Pancreaticobiliary endoscopic ultrasound (PB-EUS) has an established role in the assessment, staging, and sampling (via EUS-guided fine-needle aspiration [FNA] or biopsy [FNB]) of pancreaticobiliary disease, and increasingly, EUS-guided interventions such as the drainage of pancreatic fluid collections [1] [2]. Over the last 10 years, EUS-FNA/FNB has become the standard modality for sampling solid and cystic pancreatic lesions. There is extensive literature on its diagnostic performance in solid and cystic disease of the pancreas [3] [4] [5] [6] [7]. The morbidity and mortality from EUS-FNA/FNB in solid pancreatic lesions is reported to be 2.4 % and 0.02 %, respectively [8] and in cystic pancreatic lesions 2.7 % and 0.2 %, respectively [9].

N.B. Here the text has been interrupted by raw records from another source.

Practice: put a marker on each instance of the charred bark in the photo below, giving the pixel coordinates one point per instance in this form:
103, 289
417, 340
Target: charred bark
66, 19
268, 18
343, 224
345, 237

However, there are no large, long-term prospective studies of outcomes following PB-EUS and the impact of procedural and non-procedural factors. In the absence of such prospective data, population-level observational studies offer the potential to understand PB-EUS practice and the risk of adverse events associated with EUS and EUS-FNA. There have been few such studies to date. A recent US study utilizing the Surveillance, Epidemiology, and End Results (SEER) database addressed concerns about peritoneal seeding following EUS-FNA for pancreatic cancer and reported no adverse effect of prior EUS-FNA on pancreatic cancer survival [10]. EUS assessment has been reported to be an independent predictor of improved survival in locoregional pancreatic cancer through the improved stage-appropriate management consequent on EUS [10] [11].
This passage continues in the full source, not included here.